LA TORMENTA
Llegó la tormenta y lo arrasó
todo. Dejó a la gente sin hogar, sin esperanza, sin palabras, sin vida. Nadie
supo predecir la violencia desmedida de la tempestad hasta que fue demasiado
tarde. Alguna voz ermitaña, tal vez, con el lenguaje intelectual, probablemente,
anunciara en voz baja alguna mínima catástrofe. Una voz demasiado lejana,
demasiado oscura, demasiado débil. Una voz que no supo llegar a nadie, o no
quiso, o no la dejaron. El caso es que la tormenta, además de asolar la tierra,
sembró el terror y la vergüenza entre los que más habían perdido. El consuelo
se volvió un mendigo, la caridad un negocio, la dignidad un lujo… Los nigromantes
se enriquecían vendiendo sus predicciones y enmiendas. Los avaros se frotaban
las manos. Los lúcidos se marchaban. Los pobres ya no tenían donde caerse
muertos. El pueblo se resignaba. Trabajaba todo el día para levantarse de
nuevo. Los sacerdotes insistían en las copiosas ofrendas como único medio de
salvar el futuro. La gente analfabeta se quitaba el pan de la boca para
brindarlo a los dioses, siguiendo los designios de las santas ordenanzas. El
llanto se exprimía. Las costillas afloraban marcándose en las pieles. Las batas
sagradas, sin embargo, se quedaban estrechas y cortas y abundantes. Un hombre
vió morir de hambre a uno de sus hijos y entonces se alzó en armas y reventó su
garganta contra todo lo establecido. Nadie le ayudó en primera instancia, pero
su grito perduró y su lucha se acrecentó aún más. La amenaza de otra posible
tormenta por la indisciplina y la desobediencia hacia los divinos poderes ya no
afectaba a sus oídos, tupidos por desconsuelo. Pronto murieron otros hijos de
otros hombres y otras mujeres que en nada se le parecían, pero el dolor los
hizo comunes y también hermanos. Se cogieron de la mano y avanzaron hacia
aquellos que intimidaban a los humildes. El grito empezó a extenderse y también
los muertos; y la desesperación hizo más fuerte al pueblo que se levantó
definitivo y se hizo poderoso. Lejos de esperar la acción divina o
gubernamental, el pueblo asaltó a aquellos que lo llevaron a dormir a la
intemperie, a mal comer y a enfermar, a aquellos que les robaron la dignidad y la
esperanza, el futuro y la vida. No tuvo clemencia de ellos porque no la merecían.
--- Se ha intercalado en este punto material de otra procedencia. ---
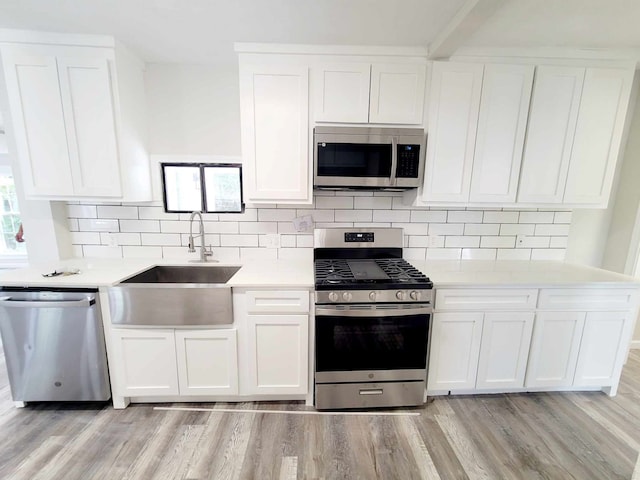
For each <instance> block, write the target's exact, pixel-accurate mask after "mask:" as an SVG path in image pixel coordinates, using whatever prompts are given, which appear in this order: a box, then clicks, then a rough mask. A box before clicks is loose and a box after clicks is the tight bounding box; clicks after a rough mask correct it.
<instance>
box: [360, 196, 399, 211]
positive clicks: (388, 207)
mask: <svg viewBox="0 0 640 480" xmlns="http://www.w3.org/2000/svg"><path fill="white" fill-rule="evenodd" d="M391 204H392V197H354V199H353V208H356V209H357V208H360V209H366V208H368V209H371V210H374V209H375V210H389V209H391Z"/></svg>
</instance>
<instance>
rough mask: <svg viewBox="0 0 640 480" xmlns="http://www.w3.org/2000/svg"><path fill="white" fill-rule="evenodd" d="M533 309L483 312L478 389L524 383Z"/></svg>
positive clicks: (490, 387) (513, 384)
mask: <svg viewBox="0 0 640 480" xmlns="http://www.w3.org/2000/svg"><path fill="white" fill-rule="evenodd" d="M534 317H535V314H534V313H533V312H490V313H485V315H484V325H483V328H482V342H481V346H480V358H479V360H478V377H477V380H476V388H477V389H496V388H519V387H522V386H523V385H524V376H525V373H526V371H527V359H528V357H529V344H530V343H531V332H532V330H533V320H534Z"/></svg>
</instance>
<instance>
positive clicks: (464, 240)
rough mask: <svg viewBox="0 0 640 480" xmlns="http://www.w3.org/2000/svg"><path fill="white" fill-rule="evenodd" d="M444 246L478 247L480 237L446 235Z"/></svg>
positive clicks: (479, 239) (444, 241)
mask: <svg viewBox="0 0 640 480" xmlns="http://www.w3.org/2000/svg"><path fill="white" fill-rule="evenodd" d="M444 246H445V247H447V248H450V247H454V248H455V247H467V248H469V247H476V248H477V247H479V246H480V237H471V236H469V237H457V236H452V237H449V236H448V237H446V238H445V241H444Z"/></svg>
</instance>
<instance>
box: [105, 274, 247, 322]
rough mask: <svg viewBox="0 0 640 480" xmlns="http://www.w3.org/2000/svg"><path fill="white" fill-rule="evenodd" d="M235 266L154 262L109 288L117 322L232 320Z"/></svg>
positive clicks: (113, 310)
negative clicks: (231, 293) (232, 284)
mask: <svg viewBox="0 0 640 480" xmlns="http://www.w3.org/2000/svg"><path fill="white" fill-rule="evenodd" d="M239 269H240V267H237V266H219V265H216V266H209V265H206V266H205V265H197V266H165V265H162V266H156V267H152V268H150V269H148V270H145V271H144V272H141V273H139V274H137V275H134V276H133V277H131V278H128V279H126V280H124V281H122V282H120V283H119V284H118V285H116V286H114V287H110V288H109V308H110V310H111V322H112V323H114V324H116V325H152V326H182V325H225V324H232V323H233V309H232V301H231V287H230V286H228V285H226V283H227V282H228V281H229V279H231V277H232V276H233V275H234V274H235V273H236V272H237V271H238V270H239Z"/></svg>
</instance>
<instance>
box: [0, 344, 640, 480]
mask: <svg viewBox="0 0 640 480" xmlns="http://www.w3.org/2000/svg"><path fill="white" fill-rule="evenodd" d="M1 353H2V352H1V351H0V479H3V480H4V479H29V480H44V479H46V480H52V479H64V480H73V479H82V480H87V479H105V480H117V479H144V480H147V479H156V478H157V479H205V478H211V479H227V478H229V479H233V478H241V479H260V480H264V479H271V478H275V479H294V478H326V479H333V478H345V479H375V478H382V479H403V480H404V479H437V478H442V479H455V478H471V479H476V478H484V479H511V478H514V479H515V478H527V479H528V478H532V479H538V478H540V479H542V478H545V479H571V478H575V479H580V480H582V479H589V478H594V479H607V480H608V479H615V478H621V479H630V478H632V477H633V476H634V473H633V472H634V469H635V468H636V463H637V462H638V451H639V450H640V351H639V350H635V351H632V353H631V356H630V359H629V361H628V363H627V365H626V366H625V369H624V373H623V378H622V383H621V385H620V388H619V393H618V395H617V396H616V397H614V398H609V397H607V396H606V395H605V394H603V393H597V392H592V393H550V394H511V395H487V396H456V397H440V398H436V399H435V400H434V401H433V402H430V403H428V404H427V405H426V406H424V407H422V408H418V409H407V410H406V411H407V412H414V413H416V412H417V413H419V416H345V415H340V416H337V415H335V416H334V415H290V414H277V413H216V412H210V411H204V412H197V411H160V410H154V405H140V404H139V405H132V406H130V407H129V408H127V409H126V410H113V408H112V407H111V406H110V405H109V404H88V405H84V404H70V405H67V404H60V403H53V404H46V403H40V404H32V405H29V406H28V407H27V408H24V409H16V408H14V406H13V403H12V401H11V396H10V391H9V386H8V381H7V376H6V368H5V364H4V357H3V356H2V355H1ZM175 406H183V407H206V408H224V409H258V410H267V409H269V410H308V408H307V407H305V406H304V405H303V404H301V403H297V402H293V403H267V402H264V403H242V404H230V403H225V404H220V403H219V404H189V405H185V404H175ZM398 411H399V410H394V412H398ZM401 411H404V410H401ZM638 470H640V467H638ZM635 475H636V476H637V477H636V478H640V472H638V473H636V474H635Z"/></svg>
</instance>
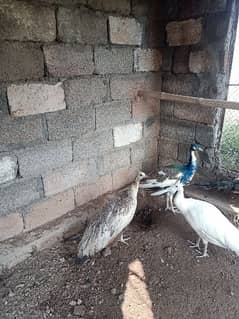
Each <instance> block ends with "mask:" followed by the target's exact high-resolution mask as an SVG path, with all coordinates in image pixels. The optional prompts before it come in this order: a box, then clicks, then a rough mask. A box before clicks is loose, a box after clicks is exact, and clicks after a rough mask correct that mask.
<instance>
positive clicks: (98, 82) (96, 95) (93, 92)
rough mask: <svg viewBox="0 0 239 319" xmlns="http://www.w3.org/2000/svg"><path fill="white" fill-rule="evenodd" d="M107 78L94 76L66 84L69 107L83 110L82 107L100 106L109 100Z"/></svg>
mask: <svg viewBox="0 0 239 319" xmlns="http://www.w3.org/2000/svg"><path fill="white" fill-rule="evenodd" d="M107 87H108V83H107V80H106V78H104V77H101V76H94V77H90V78H82V79H74V80H69V81H66V82H65V94H66V104H67V107H68V108H70V109H72V108H81V107H82V105H90V104H100V103H103V102H105V101H106V100H107V96H108V90H107Z"/></svg>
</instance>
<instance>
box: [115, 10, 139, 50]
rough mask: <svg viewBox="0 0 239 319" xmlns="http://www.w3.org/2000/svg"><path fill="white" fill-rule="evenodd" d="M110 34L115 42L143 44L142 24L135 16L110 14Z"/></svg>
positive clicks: (119, 42)
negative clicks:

Y nunca hubo más tormenta que las de fuegos artificiales en noches de fiestas
paganas, que las de lluvia leve y reguera de campos fértiles y comunes. Y
ningún dios requirió sacrificios y ningún hombre sacrificó lo ajeno. Y aquella
historia corrió entre la gente por varias generaciones para que nadie olvidara nunca
lo acontecido y nunca volviera a ocurrir nada que se asemejara.